Code Quality: Open Source vs. Proprietary
just_another_sean sends this followup to yesterday's discussion about the quality of open source code compared to proprietary code. Every year, Coverity scans large quantities of code and evaluates it for defects. They've just released their latest report, and the findings were good news for open source. From the article:
"The report details the analysis of 750 million lines of open source software code through the Coverity Scan service and commercial usage of the Coverity Development Testing Platform, the largest sample size that the report has studied to date. A few key points: Open source code quality surpasses proprietary code quality in C/C++ projects. Linux continues to be a benchmark for open source quality. C/C++ developers fixed more high-impact defects. Analysis found that developers contributing to open source Java projects are not fixing as many high-impact defects as developers contributing to open source C/C++ projects."
Sunlight is the best bleach.
Java project developers participating in the Scan service only fixed 13 percent of the identified resource leaks, whereas participating C/C++ developers fixed 46 percent. This could be caused in part by a false sense of security within the Java programming community, due to protections built into the language, such as garbage collection. However, garbage collection can be unpredictable and cannot address system resources so these projects are at risk.
This is especially amusing in light of all the self-righteous bashing that C was getting over OpenSSL's problems. Seems it's true that using a "safe "language just makes the programmer lazy.
Always proprietary ( your own code )
First, we shouldn't confuse Coverity's numerical measurements with actual code quality, which is a much more nuanced property.
Second, this report can't compare open source to proprietary code, even on the narrow measure of Coverity defect counts. In the open source group, the cost of the tool is zero (skewing the sample versus the commercial world) and Coverity reserved the rights to reveal data. Would commercial customers behave differently if they were told Coverity might reveal to the world their Coverity-alleged-defect data?
Again, having good Coverity numbers can't be presumed to be causally related to quality. For example, Coverity failed to detect the "heartbleed" bug, demonstrating that the effect of bugs on quality is very nonlinear. 10 bugs is not always worse than 1 bug; it depends on what that one bug is.
Yeah, I have seen the source code to the Windows 7 OS, CISCO's iOS and LINUX of course.
They all suck equally.
However, that being said, I am currenrlty running a version of the LINUX OS I built and modified for my customers use in a PostGRES server which is quite large.

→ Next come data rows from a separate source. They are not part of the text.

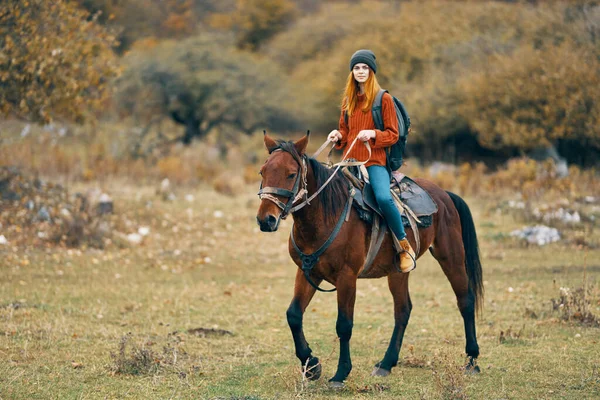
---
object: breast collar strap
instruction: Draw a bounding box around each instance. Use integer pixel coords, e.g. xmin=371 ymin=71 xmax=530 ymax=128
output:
xmin=258 ymin=143 xmax=357 ymax=293
xmin=290 ymin=192 xmax=353 ymax=293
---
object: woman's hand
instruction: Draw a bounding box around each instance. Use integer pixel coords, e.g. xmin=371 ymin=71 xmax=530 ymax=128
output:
xmin=357 ymin=130 xmax=376 ymax=142
xmin=328 ymin=130 xmax=342 ymax=143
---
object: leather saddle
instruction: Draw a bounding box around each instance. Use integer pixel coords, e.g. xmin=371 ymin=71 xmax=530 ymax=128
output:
xmin=343 ymin=166 xmax=437 ymax=229
xmin=340 ymin=165 xmax=438 ymax=277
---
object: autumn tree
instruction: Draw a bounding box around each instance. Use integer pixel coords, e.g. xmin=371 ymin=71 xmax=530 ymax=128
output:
xmin=75 ymin=0 xmax=197 ymax=52
xmin=115 ymin=34 xmax=301 ymax=153
xmin=265 ymin=1 xmax=600 ymax=161
xmin=458 ymin=42 xmax=600 ymax=151
xmin=230 ymin=0 xmax=297 ymax=51
xmin=264 ymin=1 xmax=487 ymax=133
xmin=0 ymin=0 xmax=118 ymax=124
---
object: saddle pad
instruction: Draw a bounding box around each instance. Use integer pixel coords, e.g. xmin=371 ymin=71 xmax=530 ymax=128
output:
xmin=393 ymin=176 xmax=438 ymax=217
xmin=402 ymin=214 xmax=432 ymax=228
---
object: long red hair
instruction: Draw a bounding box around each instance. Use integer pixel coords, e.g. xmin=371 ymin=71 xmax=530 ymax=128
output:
xmin=341 ymin=70 xmax=381 ymax=117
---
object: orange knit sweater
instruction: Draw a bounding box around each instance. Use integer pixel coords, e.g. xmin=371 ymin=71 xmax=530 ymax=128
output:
xmin=335 ymin=92 xmax=399 ymax=167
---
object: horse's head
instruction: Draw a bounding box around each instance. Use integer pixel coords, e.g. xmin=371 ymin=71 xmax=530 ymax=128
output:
xmin=256 ymin=132 xmax=309 ymax=232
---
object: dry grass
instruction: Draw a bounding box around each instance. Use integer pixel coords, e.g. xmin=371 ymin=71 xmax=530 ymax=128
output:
xmin=430 ymin=350 xmax=468 ymax=400
xmin=109 ymin=332 xmax=197 ymax=376
xmin=401 ymin=157 xmax=600 ymax=203
xmin=1 ymin=123 xmax=600 ymax=398
xmin=0 ymin=120 xmax=234 ymax=186
xmin=552 ymin=284 xmax=599 ymax=327
xmin=1 ymin=177 xmax=599 ymax=399
xmin=3 ymin=121 xmax=597 ymax=203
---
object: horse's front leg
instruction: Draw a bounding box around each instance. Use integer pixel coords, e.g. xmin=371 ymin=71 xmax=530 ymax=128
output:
xmin=329 ymin=267 xmax=357 ymax=387
xmin=286 ymin=269 xmax=321 ymax=380
xmin=373 ymin=272 xmax=411 ymax=376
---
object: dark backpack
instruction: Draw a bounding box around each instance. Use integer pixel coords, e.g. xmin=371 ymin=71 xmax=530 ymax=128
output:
xmin=345 ymin=89 xmax=411 ymax=172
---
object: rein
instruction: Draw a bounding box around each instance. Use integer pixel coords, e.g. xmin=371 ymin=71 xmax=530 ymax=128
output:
xmin=258 ymin=136 xmax=371 ymax=292
xmin=258 ymin=137 xmax=371 ymax=219
xmin=289 ymin=137 xmax=370 ymax=214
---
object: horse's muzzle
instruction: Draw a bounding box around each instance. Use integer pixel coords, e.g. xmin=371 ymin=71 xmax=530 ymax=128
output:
xmin=257 ymin=214 xmax=279 ymax=232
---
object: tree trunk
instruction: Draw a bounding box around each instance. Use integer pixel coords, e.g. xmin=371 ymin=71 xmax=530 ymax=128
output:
xmin=182 ymin=119 xmax=201 ymax=145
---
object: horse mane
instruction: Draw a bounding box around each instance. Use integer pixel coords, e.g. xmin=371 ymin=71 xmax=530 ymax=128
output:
xmin=307 ymin=157 xmax=349 ymax=222
xmin=271 ymin=139 xmax=349 ymax=221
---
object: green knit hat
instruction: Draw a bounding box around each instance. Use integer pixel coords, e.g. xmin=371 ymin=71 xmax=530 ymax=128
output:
xmin=349 ymin=49 xmax=377 ymax=74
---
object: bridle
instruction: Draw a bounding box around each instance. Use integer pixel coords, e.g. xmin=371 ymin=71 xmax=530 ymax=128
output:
xmin=257 ymin=148 xmax=309 ymax=221
xmin=258 ymin=137 xmax=369 ymax=220
xmin=257 ymin=137 xmax=371 ymax=293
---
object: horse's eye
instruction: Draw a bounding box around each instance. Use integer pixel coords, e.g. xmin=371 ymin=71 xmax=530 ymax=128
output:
xmin=258 ymin=170 xmax=263 ymax=176
xmin=287 ymin=173 xmax=297 ymax=179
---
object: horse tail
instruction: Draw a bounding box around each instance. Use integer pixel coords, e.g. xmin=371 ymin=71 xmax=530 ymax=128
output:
xmin=446 ymin=191 xmax=484 ymax=314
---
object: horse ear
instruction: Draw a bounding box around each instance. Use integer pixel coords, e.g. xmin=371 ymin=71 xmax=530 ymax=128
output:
xmin=263 ymin=131 xmax=278 ymax=154
xmin=294 ymin=131 xmax=310 ymax=155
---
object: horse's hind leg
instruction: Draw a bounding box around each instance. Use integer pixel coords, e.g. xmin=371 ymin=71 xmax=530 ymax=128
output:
xmin=430 ymin=236 xmax=480 ymax=372
xmin=286 ymin=269 xmax=321 ymax=380
xmin=372 ymin=272 xmax=411 ymax=377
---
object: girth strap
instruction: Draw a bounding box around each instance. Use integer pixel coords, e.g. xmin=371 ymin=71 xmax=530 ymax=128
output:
xmin=290 ymin=191 xmax=354 ymax=293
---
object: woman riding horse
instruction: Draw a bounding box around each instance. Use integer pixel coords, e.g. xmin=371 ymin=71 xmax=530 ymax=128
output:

Open Source wins again because I can correct the suck. :-)
Got Geometrodynamics? Awe, too hard to figure out? Too bad.
From another article/puff-piece on the site:
"Since 2006, Python has achieved a defect density of .005 (or .005 defects per 1,000 lines of code) and has eliminated all high-risk defects [that they recognized] in its codebase."
So why didn't this scan catch it? Scans are not good enough for everything. It was a weird memcpy call.
The problem often with open source is culpability. I'm not going to yell about the openSSL guys. They are good guys...at least from a coding perspective and from what i hear from a human perspective as well.
If it was MS you bet everyone will be yelling and there is someone you could actually sue.
This sounds like a MS report claiming there stuff is great. I think we need for more humility here and less deflection.
Also, fixing is great an all, but how bout not producing in the first place. Shouldn't these scans be part of the builds before stuff even gets into git.
The report doesn't really go into an important measure.
What is the defect density of the new code that is being added to these projects?
Large projects and old projects in particular will demonstrate good scores in polishing - cleaning out old defects that are present. The new code that is being injected into the project is really where we should be looking... Coverity has the capability to do this, but it doesn't seem to be reported.
Next year it would be very interesting to see the "New code defect density" as a separate metric - currently it is "all code defect density" which may not reflect if Open Source is *producing* better code. The report shows that the collection of *existing* code is getting better each year.
First, we shouldn't confuse Coverity's numerical measurements with actual code quality, which is a much more nuanced property.
Yeah, but good quality might well correspond to some sort of measurable anyway. Provided you've got the right measure. Maybe some sort of measure of the degree of interconnectedness of the code? The more things are isolated from each other, across lots of levels (in a fractal dimension sense, perhaps) the better things are likely to be.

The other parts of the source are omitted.